# Trail riding with my daughter



## Horsecrazy4 (Nov 24, 2012)

Had a lil mommy daughter day. Wanted to go back to power tower but was a muddy mess with all the rain  still had a ton of fun 







.







.








_Posted via Mobile Device_.


----------



## CLaPorte432 (Jan 3, 2012)

She's a doll! Looks like you guys had a great time!
_Posted via Mobile Device_


----------



## waresbear (Jun 18, 2011)

Excellent pics!


----------



## Horsnaround64 (Dec 31, 2011)

My daughter and I still do this and she will be 27. Great memories are made on horseback. Love the pictures


----------



## Roadyy (Feb 9, 2013)

Really enjoyed the pics and looks like yall enjoyed creating them as much or more than we do looking at them.


----------



## Horsecrazy4 (Nov 24, 2012)

Thank you everyone. We had a really good time. She already asked if can do it today agion  she normally just jumps on her pony and goes lol don't wait for mom or dad 
_Posted via Mobile Device_


----------



## tinyliny (Oct 31, 2009)

SWEET!! you are both such healthy, beautiful young people. what a lovely day , captured on film!


----------



## Celeste (Jul 3, 2011)

What a sweet little girl! My baby girl is all grown up now.
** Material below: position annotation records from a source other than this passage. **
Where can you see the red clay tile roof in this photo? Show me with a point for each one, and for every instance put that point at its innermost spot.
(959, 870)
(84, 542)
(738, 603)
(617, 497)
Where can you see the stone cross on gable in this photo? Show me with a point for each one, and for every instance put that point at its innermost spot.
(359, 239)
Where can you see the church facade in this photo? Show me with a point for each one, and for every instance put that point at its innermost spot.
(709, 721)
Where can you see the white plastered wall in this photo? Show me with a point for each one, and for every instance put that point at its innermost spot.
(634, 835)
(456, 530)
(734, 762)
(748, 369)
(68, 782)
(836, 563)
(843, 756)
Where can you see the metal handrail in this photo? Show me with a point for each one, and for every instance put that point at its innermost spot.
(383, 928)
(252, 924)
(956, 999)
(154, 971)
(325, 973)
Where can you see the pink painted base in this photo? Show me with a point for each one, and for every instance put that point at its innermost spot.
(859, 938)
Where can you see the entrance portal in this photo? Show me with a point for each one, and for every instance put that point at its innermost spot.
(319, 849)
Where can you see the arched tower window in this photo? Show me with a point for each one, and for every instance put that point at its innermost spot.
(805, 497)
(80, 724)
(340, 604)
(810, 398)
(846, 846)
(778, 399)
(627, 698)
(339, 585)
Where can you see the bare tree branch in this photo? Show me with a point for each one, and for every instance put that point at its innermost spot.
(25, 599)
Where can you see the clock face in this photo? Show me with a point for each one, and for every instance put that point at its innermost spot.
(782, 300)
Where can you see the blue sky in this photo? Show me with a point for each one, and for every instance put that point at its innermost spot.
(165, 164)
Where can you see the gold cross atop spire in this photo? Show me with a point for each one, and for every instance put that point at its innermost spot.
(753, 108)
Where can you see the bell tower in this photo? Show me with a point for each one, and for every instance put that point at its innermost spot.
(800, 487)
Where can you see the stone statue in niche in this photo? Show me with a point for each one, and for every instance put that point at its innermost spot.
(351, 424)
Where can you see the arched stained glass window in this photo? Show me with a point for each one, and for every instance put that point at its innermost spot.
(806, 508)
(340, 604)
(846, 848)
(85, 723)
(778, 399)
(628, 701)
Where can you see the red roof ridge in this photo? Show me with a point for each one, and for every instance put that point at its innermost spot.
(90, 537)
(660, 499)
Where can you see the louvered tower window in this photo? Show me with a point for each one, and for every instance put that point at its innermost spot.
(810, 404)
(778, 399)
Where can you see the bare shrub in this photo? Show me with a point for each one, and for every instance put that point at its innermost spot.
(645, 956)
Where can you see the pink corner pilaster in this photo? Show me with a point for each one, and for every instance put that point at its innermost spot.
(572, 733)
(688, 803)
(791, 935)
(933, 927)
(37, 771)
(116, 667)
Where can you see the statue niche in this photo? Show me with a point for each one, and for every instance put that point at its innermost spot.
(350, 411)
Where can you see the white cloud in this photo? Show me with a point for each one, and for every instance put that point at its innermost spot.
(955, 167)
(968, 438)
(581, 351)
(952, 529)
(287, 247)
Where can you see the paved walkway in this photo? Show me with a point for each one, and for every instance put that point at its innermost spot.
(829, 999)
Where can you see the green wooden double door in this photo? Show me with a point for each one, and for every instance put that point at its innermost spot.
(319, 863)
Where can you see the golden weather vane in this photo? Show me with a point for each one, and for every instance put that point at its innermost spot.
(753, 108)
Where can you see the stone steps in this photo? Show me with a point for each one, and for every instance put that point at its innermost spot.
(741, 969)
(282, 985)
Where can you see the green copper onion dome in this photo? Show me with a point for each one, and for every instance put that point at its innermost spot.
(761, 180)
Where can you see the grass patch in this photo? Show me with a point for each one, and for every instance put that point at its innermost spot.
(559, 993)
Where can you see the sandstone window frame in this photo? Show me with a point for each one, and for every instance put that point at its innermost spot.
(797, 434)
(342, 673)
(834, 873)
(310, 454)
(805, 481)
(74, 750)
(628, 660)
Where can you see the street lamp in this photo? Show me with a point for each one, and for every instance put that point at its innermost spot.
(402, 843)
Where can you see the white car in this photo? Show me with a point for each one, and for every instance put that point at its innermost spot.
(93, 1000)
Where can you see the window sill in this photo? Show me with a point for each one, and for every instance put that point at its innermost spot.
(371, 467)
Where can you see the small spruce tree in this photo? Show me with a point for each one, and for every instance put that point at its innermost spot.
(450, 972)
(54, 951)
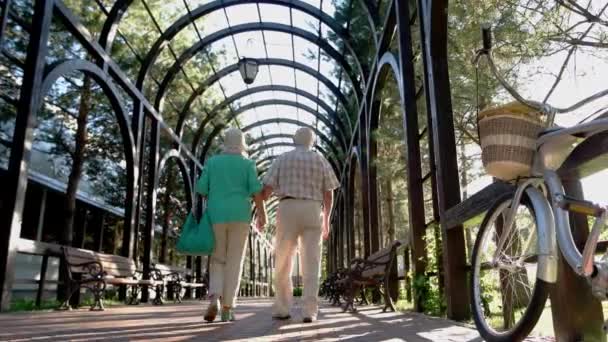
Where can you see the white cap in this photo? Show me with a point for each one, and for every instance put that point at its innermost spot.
(304, 137)
(234, 141)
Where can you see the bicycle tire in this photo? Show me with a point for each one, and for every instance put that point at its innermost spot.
(539, 295)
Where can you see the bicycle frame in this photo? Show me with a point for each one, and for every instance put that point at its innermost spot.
(553, 223)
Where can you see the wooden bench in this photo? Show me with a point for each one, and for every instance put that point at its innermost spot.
(95, 271)
(177, 279)
(372, 272)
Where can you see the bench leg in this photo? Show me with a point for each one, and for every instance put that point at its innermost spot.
(65, 306)
(349, 298)
(388, 301)
(158, 298)
(134, 298)
(177, 293)
(98, 290)
(363, 300)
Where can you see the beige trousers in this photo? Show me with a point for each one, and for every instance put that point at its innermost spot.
(226, 263)
(298, 219)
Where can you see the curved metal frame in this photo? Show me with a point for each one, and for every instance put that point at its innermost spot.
(234, 114)
(264, 139)
(335, 163)
(203, 10)
(252, 27)
(319, 134)
(264, 61)
(66, 67)
(110, 26)
(288, 89)
(183, 168)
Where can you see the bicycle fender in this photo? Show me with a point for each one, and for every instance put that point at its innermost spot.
(547, 246)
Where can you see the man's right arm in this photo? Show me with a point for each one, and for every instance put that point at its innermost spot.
(271, 180)
(328, 203)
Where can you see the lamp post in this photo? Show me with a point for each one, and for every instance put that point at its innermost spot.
(248, 67)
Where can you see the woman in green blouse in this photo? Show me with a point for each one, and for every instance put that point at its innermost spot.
(229, 181)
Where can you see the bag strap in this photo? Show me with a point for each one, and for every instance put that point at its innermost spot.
(477, 99)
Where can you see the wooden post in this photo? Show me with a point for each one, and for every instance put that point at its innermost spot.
(150, 205)
(433, 33)
(15, 187)
(577, 314)
(414, 169)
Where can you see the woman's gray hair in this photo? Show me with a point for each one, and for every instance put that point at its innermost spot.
(304, 137)
(234, 142)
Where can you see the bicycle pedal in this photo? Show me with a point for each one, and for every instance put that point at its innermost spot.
(579, 206)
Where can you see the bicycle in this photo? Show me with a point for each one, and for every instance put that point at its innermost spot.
(515, 252)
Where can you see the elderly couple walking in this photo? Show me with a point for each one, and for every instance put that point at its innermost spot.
(304, 182)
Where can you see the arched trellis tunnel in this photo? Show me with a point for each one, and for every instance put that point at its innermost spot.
(168, 118)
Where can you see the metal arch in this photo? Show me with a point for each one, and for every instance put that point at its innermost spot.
(250, 27)
(250, 91)
(62, 68)
(110, 26)
(280, 136)
(332, 160)
(183, 168)
(288, 136)
(371, 12)
(289, 144)
(388, 62)
(319, 133)
(203, 10)
(264, 61)
(66, 67)
(216, 131)
(239, 111)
She will occasionally ride with me; I still take care of her horse as well as the pony she outgrew. 

She worked her first day at her new job today and it went real well.


----------



## Skyseternalangel (Jul 23, 2011)

Lovely!


----------



## goneriding (Jun 6, 2011)

You are creating precious memories....Don't blink, she'll be driving soon!


----------